Figure

La recensione del libro di Riccardo Falcinelli, Einaudi, 528 pp., 24 euro

Gaia Montanaro

    In questo libro proveremo a cambiare il paradigma: anziché spiegare cosa significano le immagini ci chiederemo come funzionano. Non le tratteremo più come simboli da decifrare ma come orologi da smontare”. E’ questo l’innesco con cui si comincia a leggere Figure, di Riccardo Falcinelli.

     

    Il presupposto per chi affronta questi discorsi visivi, a metà tra parole e immagini, è quello di farsi delle domande, di ragionare su quello che vediamo non prendendolo come un assunto ma cercando di intravvederne la logica – formale, estetica, costruttiva, culturale e persino emotiva – che le anima. Questa postura, il punto di vista che si assume, diventa in qualche modo il metodo attraverso il quale vengono decodificate le immagini più diverse, dai dipinti di Raffaello, alle linee ortogonali di Mondrian fino ad arrivare alle inquadrature dei film di Spielberg e alle foto su Instagram.

      

    Ci sono formati, tagli, diagonali, ritmi, cornici; tutti elementi che influiscono – più o meno esplicitamente – sulla percezione delle immagini.

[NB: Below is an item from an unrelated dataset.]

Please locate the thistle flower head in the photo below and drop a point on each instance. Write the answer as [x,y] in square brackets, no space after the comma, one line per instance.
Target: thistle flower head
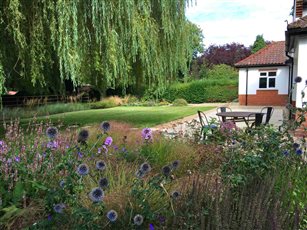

E sulla risonanza che queste hanno su ciascuno. Occorre chiedersi quale sia la logica e la poetica di una certa immagine, la temperatura narrativa che produce, lo scopo e quindi il tipo di fruizione per cui è stata creata. “E’ l’eredità più importante del Novecento, oggi infatti non c’è linguaggio – dal film ai fumetti, dalla grafica ai videogiochi – in cui il senso non risieda in un qualche tipo di montaggio: ossia nella scelta, nell’uso, nell’accostamento”.

     

    Le immagini sono sempre inserite in un contesto, dialogano tra loro e possono acquisire significati nuovi e altri a seconda di come vengono messe in relazione tra loro. Sono rapporti di tipo ritmico o narrativo, estetico o semantico. Sguardi diversi sempre filtrati da un codice culturale che diventa un viatico interpretativo. Falcinelli maneggia con sapienza questi codici, usando spesso la chiave ironica e del gioco. Incuriosisce il lettore, lo avvince con domande coinvolgenti e con leggerezza lo porta a comprendere e sperimentare prospettive interessanti e inedite.

      

    Ciascuno può trovare un discorso figurativo che lo catturi, il proprio palinsesto di immagini, un taglio personale. Come per la fotografia di reportage scattata in Vietnam nel 1972 e che è valsa a Nick Út il Premio Pulitzer. Che cosa fa di quell’immagine un’immagine migliore di un’altra? Nella foto di Út, svela Falcinelli, la chiave di volta è stato il fatto che il fotografo avesse deciso, forse istintivamente, di piegare le ginocchia prima di scattare e di mettersi all’altezza della bambina che fugge terrorizzata dal bombardamento. Ha la coscienza che sta fotografando un essere umano e questo fa tutta la differenza del mondo in quell’immagine. Ha il senso del suo gesto. “Qualcosa è un paradiso non perché è bello ma perché è sensato” scriveva Elsa Morante. Falcinelli lo ricorda ed è proprio questo suo sguardo che tiene insieme tutto. Rimane il desidero di imparare a guardare così. In qualche caso, di vedere davvero per la prima volta.